I’ve gotten in the habit of using a journal again, and in it I write when my heart feels heavy. I sometimes write many pages and sometimes just a single word. Sometimes I muster the discipline to write even when I am feeling good. That’s how it goes; when you’re happy or when you’re carefree, you live in the moment and when you’re not either, you want to escape. Words are a good escape, but often you need a medium. It is not always enough, I’ve learned, to swill the words in your head and let them settle. You need a medium. Whether you want to say it out loud or you want to put the words in writing, or whether you want to paint the pain or dance to express, do what you must to find relief.
And here I am, finding relief, months and weeks after the fact. It is now October but I am looking back, trying to remember, trying to heal. I could just blink slowly and look away, start facing forward and maybe begin walking. I could. But I can’t. It lingers, my suffering, and my love, and though it slowly fades into the journal pages of the past, I can’t let go just yet.

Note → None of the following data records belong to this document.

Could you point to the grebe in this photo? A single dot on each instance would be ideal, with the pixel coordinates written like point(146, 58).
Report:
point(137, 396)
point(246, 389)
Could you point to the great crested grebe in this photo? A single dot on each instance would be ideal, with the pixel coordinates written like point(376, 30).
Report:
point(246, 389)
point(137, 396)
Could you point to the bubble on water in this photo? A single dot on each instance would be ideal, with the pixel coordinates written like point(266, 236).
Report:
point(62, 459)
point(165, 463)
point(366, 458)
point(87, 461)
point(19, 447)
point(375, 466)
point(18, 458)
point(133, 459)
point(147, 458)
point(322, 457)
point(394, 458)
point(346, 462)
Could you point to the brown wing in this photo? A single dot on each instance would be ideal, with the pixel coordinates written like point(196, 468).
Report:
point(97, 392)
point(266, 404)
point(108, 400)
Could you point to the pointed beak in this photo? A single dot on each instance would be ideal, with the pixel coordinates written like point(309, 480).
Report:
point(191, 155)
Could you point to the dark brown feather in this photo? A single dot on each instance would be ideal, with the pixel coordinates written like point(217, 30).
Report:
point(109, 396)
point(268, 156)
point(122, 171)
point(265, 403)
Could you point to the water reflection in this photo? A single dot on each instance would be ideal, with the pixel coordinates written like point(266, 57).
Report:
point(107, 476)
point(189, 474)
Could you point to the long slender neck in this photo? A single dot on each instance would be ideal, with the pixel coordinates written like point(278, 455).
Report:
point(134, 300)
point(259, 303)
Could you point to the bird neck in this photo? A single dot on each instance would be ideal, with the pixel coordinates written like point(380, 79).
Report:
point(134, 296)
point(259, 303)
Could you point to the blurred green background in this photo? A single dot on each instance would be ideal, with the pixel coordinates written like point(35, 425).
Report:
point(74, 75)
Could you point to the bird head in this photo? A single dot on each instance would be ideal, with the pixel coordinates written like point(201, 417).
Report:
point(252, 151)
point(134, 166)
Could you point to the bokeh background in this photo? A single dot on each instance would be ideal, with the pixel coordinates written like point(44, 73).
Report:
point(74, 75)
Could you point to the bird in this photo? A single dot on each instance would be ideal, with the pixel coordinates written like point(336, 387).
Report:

So, August and September, I thank you. You filled my days with life though I did not want it. You saw my pain and shone on me anyway. Thank you.
As for the suffering — I can sit with it for now. The pain does not sting as bad, and at the risk of romanticizing, I might even draw from it. It has changed me, and I’ve become open to a different kind of living. Coffee tastes worse, and my back feels better cracked. A drink alone is enough, and a pack of squares to boot. I’ll think of those dark, brooding nights and fall into the depths of my vertigo when it comes. I’ll let the chilly air pierce my skin and let my pores fill up with dread, and I’ll sit in darkness. It does not feel lonely anymore. There is no hopelessness.